Alexis de Tocqueville
These days, when someone hears “American Exceptionalism“, they think of some form of national superiority. This is a popular but dangerous appeal to pride. An excess of pride leads to arrogance and complacency. This is not, however, the original meaning of the expression.The phrase was taken from comments by a Frenchman named Alexis de Tocqueville, who observed that we enjoyed the advantages of an Old World country without the disadvantages, that we were in the unprecedented position of starting as a modern (at the time) industrial and agricultural country without having to build our way up to it. Without the problems of limited land and well-established neighboring countries. He saw us as having purged ourselves of entrenched aristocracy
In 1831-1833, he traveled through the United States, officially studying the prison system while personally studying American society. He published his observations in his book “[Of] Democracy in America”, part 1 published in 1835 and part 2 published in 1840. Chapter 9 of part 2 is where he made his reference to “American Exceptionalism”. He does not actually say “American Exceptionalism”, he states that:
“At the head of the enlightened nations of the Old World the inhabitants of the United States more particularly distinguished one, to which they were closely united by a common origin and by kindred habits. Amongst this people they found distinguished men of science, artists of skill, writers of eminence, and they were enabled to enjoy the treasures of the intellect without requiring to labor in amassing them. I cannot consent to separate America from Europe, in spite of the ocean which intervenes. I consider the people of the United States as that portion of the English people which is commissioned to explore the wilds of the New World; whilst the rest of the nation, enjoying more leisure and less harassed by the drudgery of life, may devote its energies to thought, and enlarge in all directions the empire of the mind. The position of the Americans is therefore quite exceptional, and it may be believed that no democratic people will ever be placed in a similar one. Their strictly Puritanical origin—their exclusively commercial habits—even the country they inhabit, which seems to divert their minds from the pursuit of science, literature, and the arts—the proximity of Europe, which allows them to neglect these pursuits without relapsing into barbarism—a thousand special causes, of which I have only been able to point out the most important—have singularly concurred to fix the mind of the American upon purely practical objects. His passions, his wants, his education, and everything about him seem to unite in drawing the native of the United States earthward: his religion alone bids him turn, from time to time, a transient and distracted glance to heaven.”
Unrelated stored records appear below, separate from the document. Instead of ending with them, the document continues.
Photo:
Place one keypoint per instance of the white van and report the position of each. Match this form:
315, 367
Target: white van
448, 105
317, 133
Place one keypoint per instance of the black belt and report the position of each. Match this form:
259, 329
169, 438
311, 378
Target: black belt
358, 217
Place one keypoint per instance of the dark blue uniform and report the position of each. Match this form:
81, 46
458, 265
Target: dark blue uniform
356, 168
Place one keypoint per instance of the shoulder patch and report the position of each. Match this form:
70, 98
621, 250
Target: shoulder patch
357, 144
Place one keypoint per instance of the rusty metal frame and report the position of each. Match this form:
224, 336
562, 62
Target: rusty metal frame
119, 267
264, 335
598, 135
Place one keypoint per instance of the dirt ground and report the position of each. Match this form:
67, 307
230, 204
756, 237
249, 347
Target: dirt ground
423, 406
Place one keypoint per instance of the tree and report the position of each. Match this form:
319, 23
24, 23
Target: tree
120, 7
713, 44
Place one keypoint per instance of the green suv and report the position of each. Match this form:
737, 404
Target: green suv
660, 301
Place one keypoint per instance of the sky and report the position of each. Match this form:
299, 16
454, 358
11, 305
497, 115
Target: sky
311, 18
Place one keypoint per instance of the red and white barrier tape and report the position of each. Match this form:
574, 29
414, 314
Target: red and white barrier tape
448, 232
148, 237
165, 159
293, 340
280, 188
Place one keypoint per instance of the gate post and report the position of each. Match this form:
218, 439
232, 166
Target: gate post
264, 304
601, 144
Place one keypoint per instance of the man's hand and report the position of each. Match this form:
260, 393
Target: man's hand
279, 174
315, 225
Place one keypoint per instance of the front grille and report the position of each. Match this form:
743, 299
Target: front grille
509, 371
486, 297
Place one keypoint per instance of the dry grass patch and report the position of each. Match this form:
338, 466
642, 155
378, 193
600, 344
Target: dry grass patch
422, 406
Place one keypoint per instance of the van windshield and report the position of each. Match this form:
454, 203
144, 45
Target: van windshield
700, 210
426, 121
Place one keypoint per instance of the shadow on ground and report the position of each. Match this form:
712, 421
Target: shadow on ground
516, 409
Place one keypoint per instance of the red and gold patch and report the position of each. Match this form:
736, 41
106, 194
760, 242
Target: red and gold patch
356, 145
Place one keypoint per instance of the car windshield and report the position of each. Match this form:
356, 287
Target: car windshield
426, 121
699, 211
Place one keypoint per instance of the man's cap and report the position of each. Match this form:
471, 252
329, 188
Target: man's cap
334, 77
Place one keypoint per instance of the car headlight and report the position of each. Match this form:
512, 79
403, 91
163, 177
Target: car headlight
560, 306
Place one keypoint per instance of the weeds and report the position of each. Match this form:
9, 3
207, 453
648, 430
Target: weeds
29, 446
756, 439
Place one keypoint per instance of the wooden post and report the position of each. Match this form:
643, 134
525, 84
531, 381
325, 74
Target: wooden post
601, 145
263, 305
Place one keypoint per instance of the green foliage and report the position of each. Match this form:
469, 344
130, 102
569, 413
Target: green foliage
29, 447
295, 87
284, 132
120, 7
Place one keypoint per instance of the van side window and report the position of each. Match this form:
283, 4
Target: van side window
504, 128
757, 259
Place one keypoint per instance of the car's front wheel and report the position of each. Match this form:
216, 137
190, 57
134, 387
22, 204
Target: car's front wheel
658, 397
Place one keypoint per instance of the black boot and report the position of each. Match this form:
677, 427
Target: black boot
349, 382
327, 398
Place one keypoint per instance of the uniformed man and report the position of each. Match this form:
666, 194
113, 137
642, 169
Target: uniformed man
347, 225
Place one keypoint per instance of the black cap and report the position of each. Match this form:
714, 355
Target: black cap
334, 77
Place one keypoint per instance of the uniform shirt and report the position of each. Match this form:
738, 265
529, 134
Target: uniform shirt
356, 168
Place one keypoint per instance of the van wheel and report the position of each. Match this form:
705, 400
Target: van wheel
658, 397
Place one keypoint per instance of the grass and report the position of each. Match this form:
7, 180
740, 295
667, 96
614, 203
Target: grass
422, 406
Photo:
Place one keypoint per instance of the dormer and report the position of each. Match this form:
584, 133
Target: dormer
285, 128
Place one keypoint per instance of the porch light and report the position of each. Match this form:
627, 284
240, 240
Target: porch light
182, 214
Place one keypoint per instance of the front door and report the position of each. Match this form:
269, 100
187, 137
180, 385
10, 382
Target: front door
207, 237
He was clearly not referring to the achievements of Americans, but in the uniqueness of their circumstances. I say “their” instead of “our” because, like adolescence, it was a point in our history that we have outgrown.
We began as English colonies. Everyone “knows” this, but how many understand the significance? Unlike other English colonies, we did not exist as a subjugation of an indigenous people. We were a part of England transplanted into virgin wilderness. We were all one People, with a shared culture, technology, and laws.
Tocqueville noted that it is inevitable for a nation to delve into science and the arts, that it was needful for the advancement of a people. He said, in effect, that we were in the unique position of being able to import our advances in science and the arts, what he called “the pleasures of the mind”, without the need to invest a portion of our efforts in such advancement. We could devote all our energies into business and the creation of wealth.
This exceptionalism was the result of a number of factors. Tocqueville noted that their lack of cultural diversity, which concurred with an observation John Jay made in Federalist 2, was one of those factors. We are now, of course, the most culturally diverse nation in the world.
Another was our essentially parasitic approach to science and the arts. How odd it is that those who most vigorously wave the flag of exceptionalism, embracing policies that undermine the advancement of arts and sciences, also take pride in the role of leadership that we enjoy but is incompatible with those policies.